For income-oriented investors, Caterpillar offers dividend growth rather than high current yield. A retiree holding 500 shares would collect $3,260 annually at the new rate, up from $3,020 previously. Reinvesting those dividends over a decade compounds the total return meaningfully. An investor with $100,000 in Caterpillar stock at current prices generates roughly $1,900 in annual dividend income.

What to watch

Investors should monitor dealer inventory levels and commodity-linked capital expenditure announcements. Caterpillar’s sales correlate closely with global mining activity and North American highway construction budgets. Any federal infrastructure spending delays or emerging market currency weakness could temper order growth.
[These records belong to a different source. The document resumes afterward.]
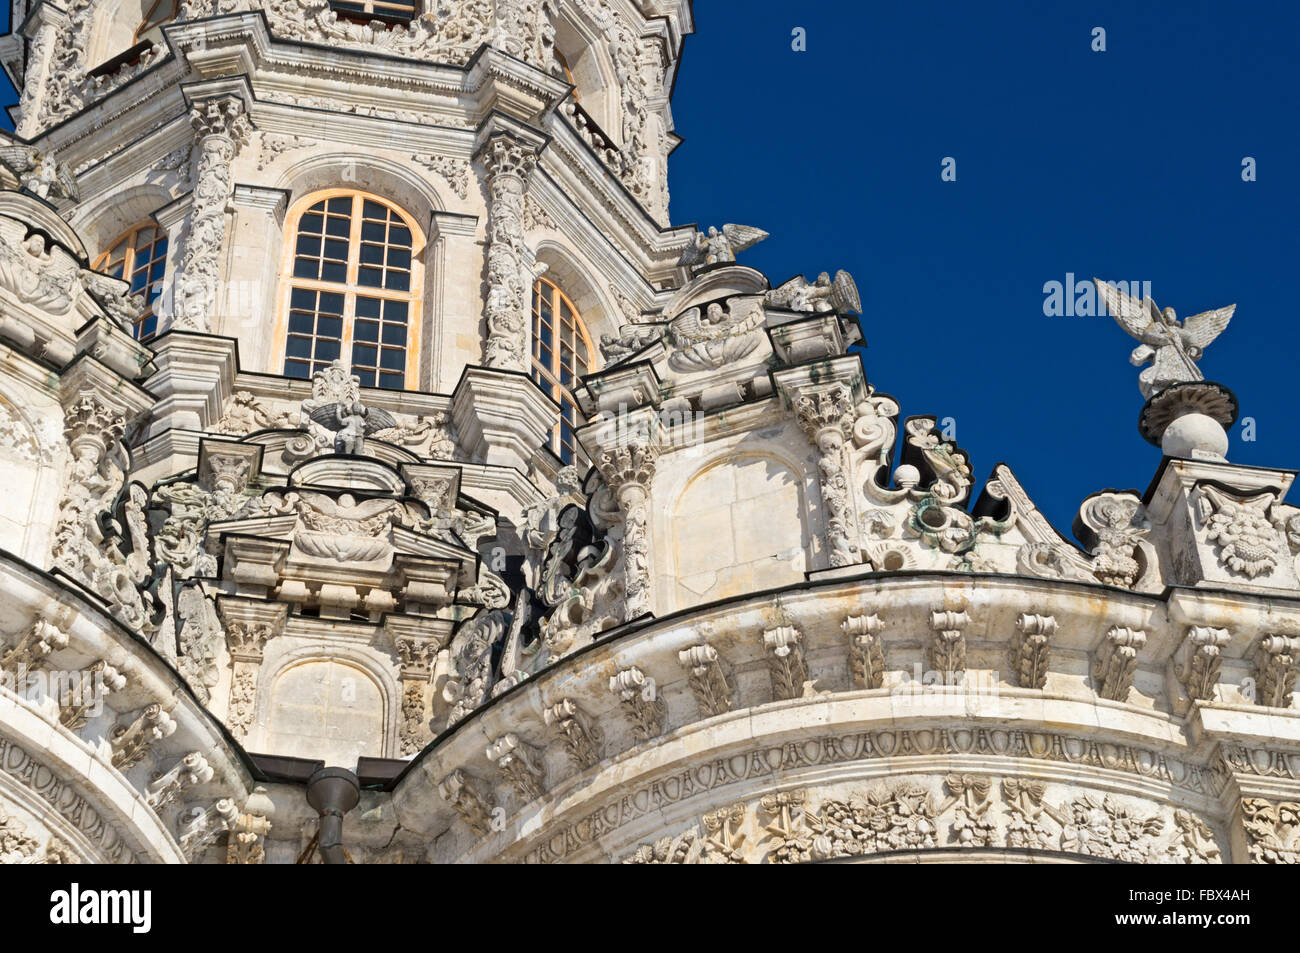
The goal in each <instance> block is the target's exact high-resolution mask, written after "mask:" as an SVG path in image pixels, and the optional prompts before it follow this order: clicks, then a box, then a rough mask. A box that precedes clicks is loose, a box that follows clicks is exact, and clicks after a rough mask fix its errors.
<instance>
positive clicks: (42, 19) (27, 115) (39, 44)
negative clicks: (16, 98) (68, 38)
mask: <svg viewBox="0 0 1300 953" xmlns="http://www.w3.org/2000/svg"><path fill="white" fill-rule="evenodd" d="M72 33H73V23H72V21H70V20H69V17H68V14H66V13H64V12H62V10H60V9H59V8H57V7H53V5H51V4H40V7H38V8H36V10H35V12H34V16H32V22H31V26H30V27H29V38H27V39H29V40H30V46H29V47H27V66H26V69H25V70H23V75H22V98H21V100H19V103H18V118H17V122H16V124H14V134H16V135H19V137H22V138H23V139H34V138H35V137H36V135H38V134H39V133H40V129H42V124H40V120H42V113H43V112H44V109H45V105H44V104H45V100H47V98H48V95H49V83H51V73H52V70H53V62H55V51H56V48H57V47H59V42H60V38H64V36H70V35H72Z"/></svg>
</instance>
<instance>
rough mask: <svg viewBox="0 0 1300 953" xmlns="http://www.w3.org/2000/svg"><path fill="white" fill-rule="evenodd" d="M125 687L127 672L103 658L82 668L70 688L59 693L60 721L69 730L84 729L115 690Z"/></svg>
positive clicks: (58, 699) (120, 691)
mask: <svg viewBox="0 0 1300 953" xmlns="http://www.w3.org/2000/svg"><path fill="white" fill-rule="evenodd" d="M123 688H126V676H123V675H122V673H121V672H120V671H117V668H114V667H113V666H110V664H108V663H107V662H104V659H100V660H98V662H95V663H94V664H91V666H90V667H88V668H86V670H83V671H82V672H79V675H78V677H77V680H75V681H74V683H73V686H72V688H70V689H66V688H65V689H64V690H62V692H61V694H60V697H59V699H57V701H59V723H60V724H61V725H64V728H68V731H81V729H82V728H85V727H86V722H88V720H90V716H91V712H92V711H94V710H95V709H100V707H103V703H104V701H107V699H108V697H109V696H110V694H113V693H114V692H121V690H122V689H123Z"/></svg>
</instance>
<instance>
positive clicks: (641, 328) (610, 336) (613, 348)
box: [601, 324, 671, 365]
mask: <svg viewBox="0 0 1300 953" xmlns="http://www.w3.org/2000/svg"><path fill="white" fill-rule="evenodd" d="M663 335H664V325H662V324H625V325H623V326H621V328H619V333H617V334H602V335H601V355H602V356H603V358H604V361H606V364H610V365H612V364H617V363H619V361H620V360H624V359H627V358H630V356H632V355H633V354H636V352H638V351H641V350H643V348H646V347H649V346H650V345H653V343H655V342H656V341H660V339H662V338H663ZM669 360H671V358H669Z"/></svg>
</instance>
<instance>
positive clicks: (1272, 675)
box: [1255, 636, 1300, 709]
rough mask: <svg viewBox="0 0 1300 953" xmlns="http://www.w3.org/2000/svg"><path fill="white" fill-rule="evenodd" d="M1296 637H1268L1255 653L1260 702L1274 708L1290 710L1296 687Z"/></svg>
mask: <svg viewBox="0 0 1300 953" xmlns="http://www.w3.org/2000/svg"><path fill="white" fill-rule="evenodd" d="M1296 657H1300V638H1297V637H1296V636H1265V637H1264V638H1261V640H1260V645H1258V646H1257V647H1256V650H1255V685H1256V701H1257V702H1258V703H1260V705H1264V706H1266V707H1270V709H1290V707H1291V694H1292V692H1294V690H1295V685H1296Z"/></svg>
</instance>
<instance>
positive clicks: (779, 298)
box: [767, 270, 862, 315]
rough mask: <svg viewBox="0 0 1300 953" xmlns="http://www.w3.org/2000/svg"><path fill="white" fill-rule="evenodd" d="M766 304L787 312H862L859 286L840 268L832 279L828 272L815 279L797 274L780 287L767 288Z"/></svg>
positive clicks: (852, 278) (819, 276) (844, 314)
mask: <svg viewBox="0 0 1300 953" xmlns="http://www.w3.org/2000/svg"><path fill="white" fill-rule="evenodd" d="M767 303H768V304H771V306H772V307H776V308H789V309H790V311H813V312H827V311H837V312H840V313H841V315H846V313H853V315H861V313H862V298H861V296H859V295H858V285H857V282H854V281H853V276H850V274H849V273H848V272H842V270H841V272H836V273H835V281H832V280H831V276H829V273H827V272H822V274H819V276H818V277H816V281H809V280H807V278H805V277H803V276H802V274H798V276H796V277H793V278H790V280H789V281H788V282H785V283H784V285H781V286H780V287H777V289H772V290H771V291H768V293H767Z"/></svg>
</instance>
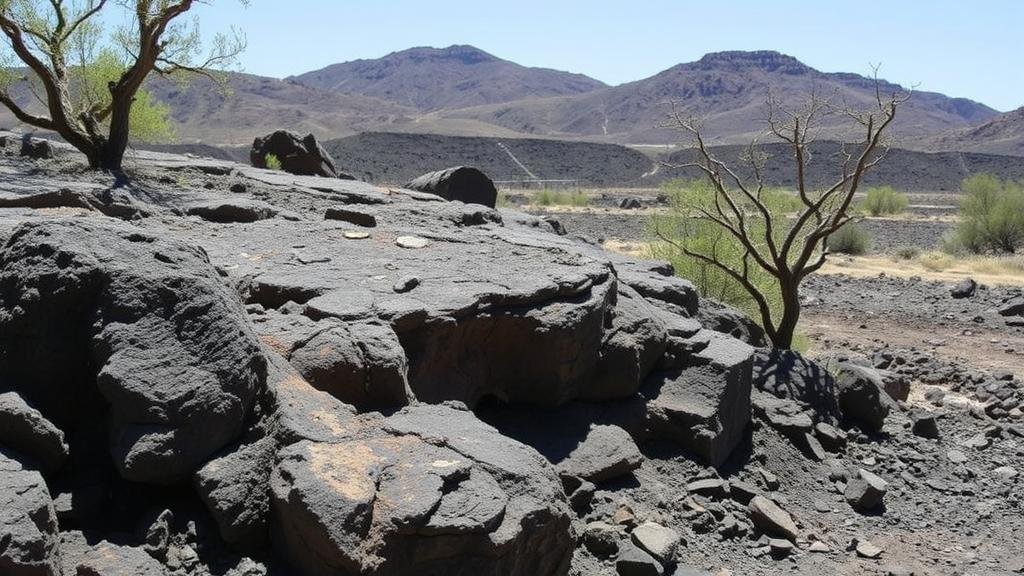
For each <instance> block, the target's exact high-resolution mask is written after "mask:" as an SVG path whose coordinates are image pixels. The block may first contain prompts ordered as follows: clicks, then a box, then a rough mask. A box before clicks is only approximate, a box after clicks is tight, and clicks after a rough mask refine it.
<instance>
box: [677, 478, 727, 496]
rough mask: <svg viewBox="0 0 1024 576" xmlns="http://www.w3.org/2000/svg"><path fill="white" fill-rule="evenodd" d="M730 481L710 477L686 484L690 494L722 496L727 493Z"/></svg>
mask: <svg viewBox="0 0 1024 576" xmlns="http://www.w3.org/2000/svg"><path fill="white" fill-rule="evenodd" d="M727 486H728V483H726V482H725V481H724V480H718V479H715V478H709V479H705V480H697V481H694V482H691V483H689V484H687V485H686V491H687V492H689V493H690V494H700V495H702V496H721V495H723V494H725V491H726V489H727Z"/></svg>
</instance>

The company’s energy and transportation segment, which includes reciprocating engines and turbines, provides diversification beyond earthmoving equipment. Oil and gas capital budgets influence this division heavily. As energy prices stabilize above $80 per barrel, exploration companies may increase equipment orders.

Competition from Komatsu and John Deere in construction and agriculture equipment remains intense. Margins in the resource industries segment are sensitive to commodity prices and mine operator capex cycles. Caterpillar’s services business, including parts and maintenance contracts, offers more stable recurring revenue.

Bottom line

Caterpillar’s 32nd consecutive dividend increase reinforces its status as a reliable dividend growth stock for conservative portfolios. The 8 percent hike outpaces inflation and reflects management’s confidence in durable free cash flow. Income investors seeking industrial exposure with rising payouts should keep CAT on their watch list, though they should accept a lower current yield in exchange for growth reliability.